Pointer Arithmetic



Item 44. Pointer Arithmetic

Pointer arithmetic is straightforward. To understand the nature of pointer arithmetic in C++, it's best to consider a pointer into an array:

const int MAX = 10;
short points[MAX];
short *curPoint = points+4;

This gives us an array and a pointer to somewhere near the middle of the array, as shown in Figure.

Effect of various arithmetic operations on the address contained in a pointer


If we increment or decrement the pointer curPoint, we are requesting that it point to the next or previous short in the points array. In other words, pointer arithmetic is always scaled in the size of the object that is being pointed to; incrementing curPoint by one does not add a one byte to the address in the pointerit adds sizeof(short) bytes. This is why there is no pointer arithmetic available on void * pointers; we don't know what type of object the void * refers to, so we can't scale the arithmetic properly.

The only time this simple scheme seems to cause confusion is in the case of multidimensional arrays, because novice C++ programmers tend to forget that a multidimensional array is an array of arrays:

const int ROWS = 2;
const int COLS = 3;
int table[ROWS][COLS]; // array of ROWS arrays of COLS ints
int (*ptable)[COLS] = table; // ptr to array of COLS ints

It's convenient to visualize the two-dimensional array shown in Figure as a table even though it's actually laid out in a linear fashion in memory, as illustrated in Figure.

A two-dimensional array is conceptually a table.


A two-dimensional array is actually a linear sequence of one-dimensional arrays.


When we perform pointer arithmetic on ptable, the arithmetic is, as always, scaled in the size of the object to which ptable points. But that object is an array of COLS ints (which is sizeof(int)*COLS bytes), not an int.

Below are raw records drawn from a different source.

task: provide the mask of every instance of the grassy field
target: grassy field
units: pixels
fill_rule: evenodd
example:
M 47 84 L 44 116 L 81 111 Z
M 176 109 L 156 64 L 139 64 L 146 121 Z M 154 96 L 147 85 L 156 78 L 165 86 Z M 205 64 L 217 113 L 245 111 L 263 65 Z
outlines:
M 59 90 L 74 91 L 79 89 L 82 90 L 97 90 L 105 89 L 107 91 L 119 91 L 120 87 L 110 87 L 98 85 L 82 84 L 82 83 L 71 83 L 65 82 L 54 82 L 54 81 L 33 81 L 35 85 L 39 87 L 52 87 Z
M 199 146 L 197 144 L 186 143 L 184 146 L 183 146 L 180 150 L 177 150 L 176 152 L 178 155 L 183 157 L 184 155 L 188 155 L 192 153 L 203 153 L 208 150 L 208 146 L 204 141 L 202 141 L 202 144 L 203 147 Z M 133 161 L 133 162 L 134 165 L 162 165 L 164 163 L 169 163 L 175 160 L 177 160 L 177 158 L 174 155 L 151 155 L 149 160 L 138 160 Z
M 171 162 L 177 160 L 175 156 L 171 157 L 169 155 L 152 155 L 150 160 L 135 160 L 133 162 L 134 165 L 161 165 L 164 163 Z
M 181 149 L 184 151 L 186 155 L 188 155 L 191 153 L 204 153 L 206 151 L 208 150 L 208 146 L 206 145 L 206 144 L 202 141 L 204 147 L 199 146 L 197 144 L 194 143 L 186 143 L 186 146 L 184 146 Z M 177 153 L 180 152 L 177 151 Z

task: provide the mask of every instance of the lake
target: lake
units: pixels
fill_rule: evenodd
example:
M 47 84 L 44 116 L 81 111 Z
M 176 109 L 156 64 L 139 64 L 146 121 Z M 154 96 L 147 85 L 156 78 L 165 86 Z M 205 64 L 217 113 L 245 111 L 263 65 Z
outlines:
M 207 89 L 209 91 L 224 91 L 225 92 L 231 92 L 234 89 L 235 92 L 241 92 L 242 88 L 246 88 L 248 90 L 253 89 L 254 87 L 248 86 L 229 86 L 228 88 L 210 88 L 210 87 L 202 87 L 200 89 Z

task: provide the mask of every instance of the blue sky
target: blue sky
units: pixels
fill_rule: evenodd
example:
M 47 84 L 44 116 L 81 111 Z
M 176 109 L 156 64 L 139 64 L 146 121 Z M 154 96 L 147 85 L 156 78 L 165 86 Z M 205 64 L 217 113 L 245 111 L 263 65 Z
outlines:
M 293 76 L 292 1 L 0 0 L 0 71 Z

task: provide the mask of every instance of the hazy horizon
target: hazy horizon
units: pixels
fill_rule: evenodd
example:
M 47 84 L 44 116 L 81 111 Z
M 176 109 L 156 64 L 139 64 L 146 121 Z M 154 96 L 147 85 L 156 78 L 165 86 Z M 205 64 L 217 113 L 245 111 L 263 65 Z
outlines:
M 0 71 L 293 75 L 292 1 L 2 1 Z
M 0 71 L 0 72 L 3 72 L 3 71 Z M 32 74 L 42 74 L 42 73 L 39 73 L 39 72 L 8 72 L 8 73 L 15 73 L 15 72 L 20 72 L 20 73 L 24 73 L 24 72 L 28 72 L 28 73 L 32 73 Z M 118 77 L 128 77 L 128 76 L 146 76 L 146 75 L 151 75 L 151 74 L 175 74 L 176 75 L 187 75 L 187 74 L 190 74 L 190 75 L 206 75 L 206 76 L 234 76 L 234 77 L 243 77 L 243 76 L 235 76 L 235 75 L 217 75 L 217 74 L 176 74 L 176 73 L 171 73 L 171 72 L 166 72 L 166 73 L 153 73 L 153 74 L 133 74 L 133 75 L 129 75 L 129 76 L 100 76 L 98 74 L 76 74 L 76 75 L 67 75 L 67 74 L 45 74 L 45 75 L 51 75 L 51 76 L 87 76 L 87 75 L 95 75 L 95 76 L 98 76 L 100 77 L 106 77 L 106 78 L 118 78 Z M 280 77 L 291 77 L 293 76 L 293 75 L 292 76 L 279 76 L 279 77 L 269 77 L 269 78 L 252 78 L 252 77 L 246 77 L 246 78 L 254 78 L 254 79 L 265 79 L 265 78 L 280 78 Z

Pointers of the same type may be subtracted. The result is the number of objects (not the number of bytes) that lie between the two pointers. If the first pointer is greater (refers to a higher memory location) than the second pointer, the result is positive; otherwise it's negative. If the two pointers refer to the same object, or are both null, the result is zero. The type of the result of subtracting two pointers is the standard typedef ptrdiff_t, which is usually an alias for int. Two pointers may not be added, multiplied, or divided, because these operations just don't make conventional sense for addresses. Pointers are not integers (but see Placement New [35, 119]).

This commonly understood concept of pointer arithmetic is used as a metaphor for the design of STL iterators (see The Standard Template Library [4, 11] and Smart Pointers [42, 145]). STL iterators also permit pointer-like arithmetic that employs the same syntax as built-in pointers. In fact, built-in pointers are compliant STL iterators. Consider a possible implementation of an STL list container, as shown in Figure:

Possible implementation of a standard list. A list iterator isn't a pointer, but it is modeled on a pointer.


This configuration could have come about by executing the following code:

int a[] = { 1, 2, 3, 4 };
std::list<int> lst( a, a+3 );
std::list<int>::iterator iter = lst.begin();
++iter;

A list's iterator cannot be a built-in pointer but is instead a smart pointer with overloaded operators. The pointer arithmetic-like operation ++iter does not increment iter the way it would increment a pointer; instead, it follows a link from the current node of the list to the next. However, the analogy with arithmetic on built-in pointers is exact; the increment operation moves the iterator to the next element in the list, the way incrementing a built-in pointer moves it to the next element of an array.